The daily use of colchicine significantly reduces the risk of first and total ischemic cardiovascular (CV) events compared to placebo in patients with a recent myocardial infarction (MI), according to newly presented findings from the American Heart Association 2019 Scientific Sessions in Philadelphia.
Researchers enrolled 4,745 participants from 167 sites. The study participants were required to have suffered a heart attack within the last 30 days and have completed any planned percutaneous revascularization procedures. Subjects were randomized (1:1) to receive either 0.5 mg/daily of colchicine or a placebo and were followed until the occurrence of at least 301 CV events. Follow-up visits occurred at one and three months following randomization, and every three months thereafter. Patients also received standard medical care including intensive use of statins. The primary study endpoint was the time from randomization to the first event of CV mortality, resuscitated cardiac arrest, non-fatal MI, non-fatal stroke, or urgent hospitalization for angina requiring coronary revascularization.

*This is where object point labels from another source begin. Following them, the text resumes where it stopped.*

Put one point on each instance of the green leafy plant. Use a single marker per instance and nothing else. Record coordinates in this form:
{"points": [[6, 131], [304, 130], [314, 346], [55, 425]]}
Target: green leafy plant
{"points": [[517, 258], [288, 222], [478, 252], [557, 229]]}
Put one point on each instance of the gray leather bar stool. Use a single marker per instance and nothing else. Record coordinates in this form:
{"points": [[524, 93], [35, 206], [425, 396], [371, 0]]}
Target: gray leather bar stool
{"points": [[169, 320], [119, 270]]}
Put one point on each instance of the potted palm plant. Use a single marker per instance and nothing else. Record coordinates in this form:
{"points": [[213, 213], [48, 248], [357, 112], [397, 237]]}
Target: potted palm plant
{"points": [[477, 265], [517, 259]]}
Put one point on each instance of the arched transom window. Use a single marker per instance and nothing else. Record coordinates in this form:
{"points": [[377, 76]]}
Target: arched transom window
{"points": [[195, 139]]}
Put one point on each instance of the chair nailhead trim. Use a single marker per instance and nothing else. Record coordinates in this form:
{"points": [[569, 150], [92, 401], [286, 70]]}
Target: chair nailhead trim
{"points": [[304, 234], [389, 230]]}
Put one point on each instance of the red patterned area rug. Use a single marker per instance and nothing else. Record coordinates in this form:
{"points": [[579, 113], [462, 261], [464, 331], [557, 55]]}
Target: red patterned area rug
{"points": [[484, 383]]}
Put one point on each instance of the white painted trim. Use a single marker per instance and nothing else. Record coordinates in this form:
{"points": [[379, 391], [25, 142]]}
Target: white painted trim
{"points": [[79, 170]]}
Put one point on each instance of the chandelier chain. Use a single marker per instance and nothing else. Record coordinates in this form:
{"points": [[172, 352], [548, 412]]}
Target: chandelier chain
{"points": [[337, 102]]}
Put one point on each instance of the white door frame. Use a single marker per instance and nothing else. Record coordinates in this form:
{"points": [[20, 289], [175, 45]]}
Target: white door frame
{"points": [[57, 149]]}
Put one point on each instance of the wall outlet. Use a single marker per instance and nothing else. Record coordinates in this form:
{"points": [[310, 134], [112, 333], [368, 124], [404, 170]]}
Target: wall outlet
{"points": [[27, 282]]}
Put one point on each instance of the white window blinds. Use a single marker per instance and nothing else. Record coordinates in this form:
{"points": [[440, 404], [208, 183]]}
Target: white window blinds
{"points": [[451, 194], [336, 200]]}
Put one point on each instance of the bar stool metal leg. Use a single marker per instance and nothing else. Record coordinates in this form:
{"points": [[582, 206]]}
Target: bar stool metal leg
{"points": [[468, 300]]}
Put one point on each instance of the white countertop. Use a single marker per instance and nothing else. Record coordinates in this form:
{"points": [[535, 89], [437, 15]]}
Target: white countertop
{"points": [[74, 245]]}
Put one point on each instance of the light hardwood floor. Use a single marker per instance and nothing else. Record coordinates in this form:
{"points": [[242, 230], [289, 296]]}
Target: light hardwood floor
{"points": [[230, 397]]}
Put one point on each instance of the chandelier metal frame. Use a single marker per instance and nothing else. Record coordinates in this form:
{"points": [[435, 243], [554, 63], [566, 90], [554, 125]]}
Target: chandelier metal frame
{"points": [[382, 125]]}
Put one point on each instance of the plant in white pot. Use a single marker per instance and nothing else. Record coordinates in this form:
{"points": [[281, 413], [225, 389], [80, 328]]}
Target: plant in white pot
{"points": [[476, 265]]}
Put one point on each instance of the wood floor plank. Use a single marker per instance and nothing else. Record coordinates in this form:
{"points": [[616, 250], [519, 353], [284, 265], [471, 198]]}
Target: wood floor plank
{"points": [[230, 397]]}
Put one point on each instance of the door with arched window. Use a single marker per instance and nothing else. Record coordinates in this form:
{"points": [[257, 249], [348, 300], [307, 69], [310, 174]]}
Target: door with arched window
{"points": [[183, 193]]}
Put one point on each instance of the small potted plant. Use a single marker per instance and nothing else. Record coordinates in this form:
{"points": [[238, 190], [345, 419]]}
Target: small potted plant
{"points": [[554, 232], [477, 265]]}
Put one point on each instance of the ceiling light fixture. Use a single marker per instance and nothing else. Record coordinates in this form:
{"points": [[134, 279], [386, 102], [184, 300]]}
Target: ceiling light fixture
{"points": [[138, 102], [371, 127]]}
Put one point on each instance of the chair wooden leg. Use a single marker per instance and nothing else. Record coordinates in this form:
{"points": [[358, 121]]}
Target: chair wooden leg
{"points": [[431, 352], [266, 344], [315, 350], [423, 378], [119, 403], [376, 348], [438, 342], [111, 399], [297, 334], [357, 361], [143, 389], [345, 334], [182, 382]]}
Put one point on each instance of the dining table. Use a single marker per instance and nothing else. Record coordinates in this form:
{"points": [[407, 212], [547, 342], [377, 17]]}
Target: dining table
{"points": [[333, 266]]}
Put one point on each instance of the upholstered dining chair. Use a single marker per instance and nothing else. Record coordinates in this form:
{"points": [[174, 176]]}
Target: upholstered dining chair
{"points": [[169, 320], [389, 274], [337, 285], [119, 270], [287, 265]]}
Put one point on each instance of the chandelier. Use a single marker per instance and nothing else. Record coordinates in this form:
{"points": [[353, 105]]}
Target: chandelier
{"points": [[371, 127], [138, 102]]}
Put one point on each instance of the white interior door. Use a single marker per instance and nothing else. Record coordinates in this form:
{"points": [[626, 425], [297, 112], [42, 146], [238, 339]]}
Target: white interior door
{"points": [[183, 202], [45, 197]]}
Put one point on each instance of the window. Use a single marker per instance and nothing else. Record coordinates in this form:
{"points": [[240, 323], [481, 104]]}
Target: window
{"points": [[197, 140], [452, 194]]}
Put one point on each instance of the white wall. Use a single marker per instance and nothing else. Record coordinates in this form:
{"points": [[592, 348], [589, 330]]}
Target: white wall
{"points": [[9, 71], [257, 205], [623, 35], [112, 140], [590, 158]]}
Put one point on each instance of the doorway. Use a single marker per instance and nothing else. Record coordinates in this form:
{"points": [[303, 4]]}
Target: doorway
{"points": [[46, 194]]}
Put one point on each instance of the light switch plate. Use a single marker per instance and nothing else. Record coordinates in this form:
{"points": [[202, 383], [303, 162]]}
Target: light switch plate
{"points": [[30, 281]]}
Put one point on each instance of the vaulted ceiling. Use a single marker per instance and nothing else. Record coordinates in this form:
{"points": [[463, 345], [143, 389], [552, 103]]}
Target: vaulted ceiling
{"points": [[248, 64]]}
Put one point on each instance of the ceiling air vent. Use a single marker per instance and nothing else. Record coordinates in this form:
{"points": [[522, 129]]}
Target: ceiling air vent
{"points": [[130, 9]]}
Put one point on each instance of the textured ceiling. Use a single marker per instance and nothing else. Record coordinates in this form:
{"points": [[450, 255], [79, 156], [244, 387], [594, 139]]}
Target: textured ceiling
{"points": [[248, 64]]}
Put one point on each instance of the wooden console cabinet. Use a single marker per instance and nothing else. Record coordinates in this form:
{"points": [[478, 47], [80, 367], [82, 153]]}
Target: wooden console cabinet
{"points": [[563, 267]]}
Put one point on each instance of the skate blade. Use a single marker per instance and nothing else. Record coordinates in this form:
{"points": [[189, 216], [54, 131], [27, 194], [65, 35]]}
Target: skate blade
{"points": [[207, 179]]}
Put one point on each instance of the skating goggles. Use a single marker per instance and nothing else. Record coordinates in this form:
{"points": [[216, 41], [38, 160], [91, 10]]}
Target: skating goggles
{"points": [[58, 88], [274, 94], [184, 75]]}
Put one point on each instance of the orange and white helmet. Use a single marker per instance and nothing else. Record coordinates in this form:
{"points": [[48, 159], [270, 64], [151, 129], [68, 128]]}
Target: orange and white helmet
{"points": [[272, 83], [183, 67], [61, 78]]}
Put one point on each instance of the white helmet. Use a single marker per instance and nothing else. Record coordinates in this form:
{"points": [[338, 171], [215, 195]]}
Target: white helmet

The results indicated that patients treated with colchicine experienced a 23% lower rate of the composite primary endpoint juxtaposed with patients taking placebo. Moreover, the reduction in risk of the primary endpoint with colchicine was augmented by 28% in patients who adhered to the testing protocol while undergoing at least six months of treatment, with event rates of 5.0% and 6.9% for colchicine and placebo, respectively. Risk reduction for the primary endpoint was achieved in 35% of patients receiving therapy, with event rates of 4% in the colchicine group and 6.1% in the placebo group, respectively. Overall, rate of total primary endpoint events was reduced by 34% with colchicine compared with placebo therapy.
“The COLCOT results apply to patients who have recently suffered a myocardial infarction,” researcher Jean-Claude Tardif, MD, of Montreal Heart Institute said in a presentation. “Further research is needed to assess the benefits of colchicine in other high-risk patients.”